The forecast for cooler temperatures and rain which could dampen or even extinguish the Bolt Creek Fire this weekend is certainly welcome news. But the scheduled precipitation could also bring yet another dark cloud to an area that’s already endured suffocating smoke and dozens of closures to its main roadway – U.S. Highway 2 - over the past six weeks.

The freshly-scorched landscape created by the fire is now far more susceptible to landslides and flooding, and officials with both the National Weather Service and the Washington Department of Transportation (DOT) are warning of the possibility that both could occur if the expected rains provide enough saturation.

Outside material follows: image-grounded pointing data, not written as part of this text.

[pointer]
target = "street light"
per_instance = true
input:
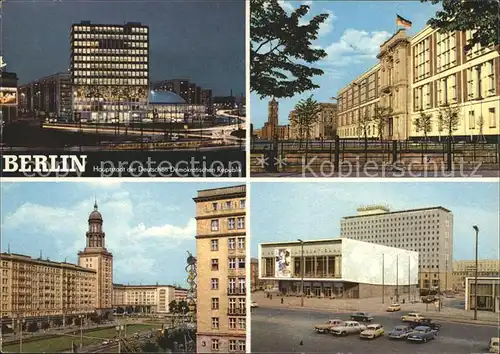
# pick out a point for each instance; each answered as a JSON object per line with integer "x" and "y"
{"x": 475, "y": 275}
{"x": 302, "y": 266}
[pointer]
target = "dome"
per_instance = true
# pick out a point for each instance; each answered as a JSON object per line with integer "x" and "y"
{"x": 95, "y": 215}
{"x": 165, "y": 97}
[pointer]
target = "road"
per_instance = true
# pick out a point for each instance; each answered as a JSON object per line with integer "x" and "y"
{"x": 292, "y": 326}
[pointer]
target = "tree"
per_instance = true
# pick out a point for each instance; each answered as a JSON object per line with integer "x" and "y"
{"x": 279, "y": 44}
{"x": 479, "y": 16}
{"x": 306, "y": 115}
{"x": 449, "y": 119}
{"x": 381, "y": 119}
{"x": 423, "y": 123}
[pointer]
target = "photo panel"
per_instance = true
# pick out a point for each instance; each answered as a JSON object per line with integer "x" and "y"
{"x": 374, "y": 89}
{"x": 123, "y": 88}
{"x": 114, "y": 267}
{"x": 374, "y": 267}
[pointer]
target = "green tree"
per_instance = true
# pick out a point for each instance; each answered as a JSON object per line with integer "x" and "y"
{"x": 480, "y": 16}
{"x": 423, "y": 123}
{"x": 306, "y": 115}
{"x": 449, "y": 119}
{"x": 279, "y": 44}
{"x": 381, "y": 119}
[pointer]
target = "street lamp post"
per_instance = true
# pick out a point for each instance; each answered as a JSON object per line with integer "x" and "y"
{"x": 302, "y": 266}
{"x": 475, "y": 274}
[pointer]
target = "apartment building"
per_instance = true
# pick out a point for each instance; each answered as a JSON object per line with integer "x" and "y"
{"x": 144, "y": 298}
{"x": 34, "y": 288}
{"x": 428, "y": 231}
{"x": 421, "y": 74}
{"x": 467, "y": 268}
{"x": 221, "y": 262}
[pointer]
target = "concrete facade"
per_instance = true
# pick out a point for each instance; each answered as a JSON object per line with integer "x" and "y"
{"x": 421, "y": 74}
{"x": 221, "y": 262}
{"x": 488, "y": 293}
{"x": 428, "y": 231}
{"x": 338, "y": 267}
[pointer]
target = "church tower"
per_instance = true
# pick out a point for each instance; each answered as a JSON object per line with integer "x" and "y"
{"x": 95, "y": 256}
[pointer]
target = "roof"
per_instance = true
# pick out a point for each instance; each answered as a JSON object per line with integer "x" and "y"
{"x": 165, "y": 97}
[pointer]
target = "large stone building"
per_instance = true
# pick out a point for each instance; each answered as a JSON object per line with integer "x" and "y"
{"x": 467, "y": 268}
{"x": 423, "y": 73}
{"x": 325, "y": 127}
{"x": 146, "y": 298}
{"x": 221, "y": 257}
{"x": 339, "y": 268}
{"x": 428, "y": 231}
{"x": 95, "y": 256}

DOT spokesperson, R.B. McKeon, says it’s difficult to predict where any slides or flooding might occur, since the area in question has no historical context for such an event.

“There’s no real precedent on this side of the mountains for a situation like this. Our partners at the National Weather Service are giving us the best information and predictions they can. But we just don’t know what could or will come down onto the road.”

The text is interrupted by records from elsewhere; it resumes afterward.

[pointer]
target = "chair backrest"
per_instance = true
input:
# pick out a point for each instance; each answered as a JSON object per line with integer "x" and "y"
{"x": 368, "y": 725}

The DOT has been removing hazardous trees and performing supplemental maintenance on and around U.S. Highway 2 since the fire was first reported on September 10.

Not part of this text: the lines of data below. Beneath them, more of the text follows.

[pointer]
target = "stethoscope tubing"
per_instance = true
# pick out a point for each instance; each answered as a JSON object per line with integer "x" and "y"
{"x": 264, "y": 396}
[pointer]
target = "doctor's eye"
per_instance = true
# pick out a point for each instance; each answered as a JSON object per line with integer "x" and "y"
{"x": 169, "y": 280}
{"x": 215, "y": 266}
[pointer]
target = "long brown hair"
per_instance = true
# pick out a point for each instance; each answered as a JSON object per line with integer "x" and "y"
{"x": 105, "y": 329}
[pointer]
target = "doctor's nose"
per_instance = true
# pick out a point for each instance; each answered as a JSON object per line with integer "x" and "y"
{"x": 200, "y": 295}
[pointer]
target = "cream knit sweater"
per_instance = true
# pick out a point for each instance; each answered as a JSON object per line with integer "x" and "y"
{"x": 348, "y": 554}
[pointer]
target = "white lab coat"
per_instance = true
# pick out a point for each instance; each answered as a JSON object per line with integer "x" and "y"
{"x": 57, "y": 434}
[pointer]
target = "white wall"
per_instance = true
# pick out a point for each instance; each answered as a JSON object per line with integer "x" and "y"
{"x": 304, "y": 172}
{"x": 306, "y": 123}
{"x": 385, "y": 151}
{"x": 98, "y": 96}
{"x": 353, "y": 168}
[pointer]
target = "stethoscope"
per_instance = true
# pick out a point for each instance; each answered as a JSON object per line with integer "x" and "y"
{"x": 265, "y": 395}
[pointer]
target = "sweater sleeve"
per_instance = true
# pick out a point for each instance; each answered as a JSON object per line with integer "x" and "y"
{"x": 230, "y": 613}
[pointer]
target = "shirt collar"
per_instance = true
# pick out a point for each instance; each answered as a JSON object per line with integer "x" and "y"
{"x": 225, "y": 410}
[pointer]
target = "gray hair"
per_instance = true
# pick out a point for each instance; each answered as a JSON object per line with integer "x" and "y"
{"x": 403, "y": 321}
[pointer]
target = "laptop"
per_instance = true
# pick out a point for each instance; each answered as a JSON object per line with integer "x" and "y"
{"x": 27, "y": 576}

McKeon says crews have stepped up those efforts ahead of the forecasted rain and will be prepared should anything come down on the roadway.

“Our crews are ready. They’re all on standby and have equipment stationed in and around several recent closure points, along with folks who are ready to begin removal of debris and clearing of the roadway should we have a landslide.”

McKeon adds that if any slides do occur it might force the highway to close for at least 24 to 48 hours or even longer.

The DOT says U.S. 2 is safe to travel and they are not officially recommending that drivers use an alternate route. However, McKeon says both I-90 over Snoqualmie Pass and State Route 20 are open and viable options for crossing the Cascades if a closure of U.S. 2 does occur.